The US Gulf oil find was in Gladden Deep, a sub-sea tie back which is expected to be brought online through the existing Gladden pipeline to the Medusa spar in the fourth quarter of 2019.

Kosmos said Gladden Deep was the first well of a four-well, infrastructure-led exploration program in the US Gulf for 2019.

“Kosmos will drill the Moneypenny prospect in the third quarter, followed by the Oldfield and Resolution prospects in the fourth quarter,” said Kosmos.

“These three prospects are collectively targeting around 100 million barrels of oil equivalent net to Kosmos,” it added.

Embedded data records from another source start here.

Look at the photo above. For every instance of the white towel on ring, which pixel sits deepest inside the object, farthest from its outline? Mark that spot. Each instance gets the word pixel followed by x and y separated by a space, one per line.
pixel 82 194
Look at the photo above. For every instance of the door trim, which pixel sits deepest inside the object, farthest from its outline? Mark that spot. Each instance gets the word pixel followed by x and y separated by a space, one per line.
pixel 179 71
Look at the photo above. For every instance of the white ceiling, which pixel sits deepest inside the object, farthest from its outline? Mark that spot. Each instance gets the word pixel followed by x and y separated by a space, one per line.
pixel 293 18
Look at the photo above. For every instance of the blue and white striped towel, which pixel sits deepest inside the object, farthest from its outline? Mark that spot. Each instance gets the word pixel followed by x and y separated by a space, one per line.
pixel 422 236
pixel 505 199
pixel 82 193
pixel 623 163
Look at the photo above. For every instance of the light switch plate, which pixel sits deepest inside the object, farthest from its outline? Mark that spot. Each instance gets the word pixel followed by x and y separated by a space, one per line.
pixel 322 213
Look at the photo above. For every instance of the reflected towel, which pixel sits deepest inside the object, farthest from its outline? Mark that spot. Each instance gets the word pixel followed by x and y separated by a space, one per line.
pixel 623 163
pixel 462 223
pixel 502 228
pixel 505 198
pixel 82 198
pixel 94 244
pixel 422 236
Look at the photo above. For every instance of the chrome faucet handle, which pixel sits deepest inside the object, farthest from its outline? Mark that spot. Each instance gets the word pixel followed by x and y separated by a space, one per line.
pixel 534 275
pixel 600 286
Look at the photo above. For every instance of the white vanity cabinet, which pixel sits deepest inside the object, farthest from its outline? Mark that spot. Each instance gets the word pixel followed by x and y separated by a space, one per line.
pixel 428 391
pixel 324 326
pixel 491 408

Kosmos has an exploration program balanced between proven basin infrastructure-led exploration in Equatorial Guinea and the US Gulf while pushing forward with its Atlantic Margin activities in the emerging basins of Mauritania and Senegal in West Africa and in Suriname on the northeast coast of South America.

“Although Gladden Deep is the smallest prospect in this year’s drilling campaign, it is a prime example of our strategy in action, targeting high margin, high return barrels that can be quickly brought online through existing facilities,” said Chairman and Chief Executive Andy Inglis.

“This discovery continues the strong momentum we have seen in our Gulf of Mexico business unit, following the recent lease sale results and increased production from the Tornado-3 well coming online,” added Inglis.

The company is also exploring in frontier basins from Namibia in southwest Africa to the Ivory Coast in West Africa and offshore the island nation of Sao Tome and Principe.

Kosmos revealed its intention in May 2019 to sell down its position in Mauritania and Senegal to around 10 percent and the sale process had “generated significant industry interest”, with formal bids expected to be tabled in the third quarter of 2019.

Kosmos made the Mauritania and Senegal discoveries and in 2016 and agreed to sell BP of the UK around 60 percent of the licences, while BP also took over operatorship.

The US company retained around 30 percent of the Senegal fields and licence and about 28 percent of the project’s Mauritania holdings.

As of early May, all major contracts had been awarded for phase one of the West African FLNG project and construction had started on a floating production storage and offloading unit.

The first gas from the Kosmos-BP FLNG Train 1 is scheduled for 2021 and the start of the second FLNG Train is set for 2023.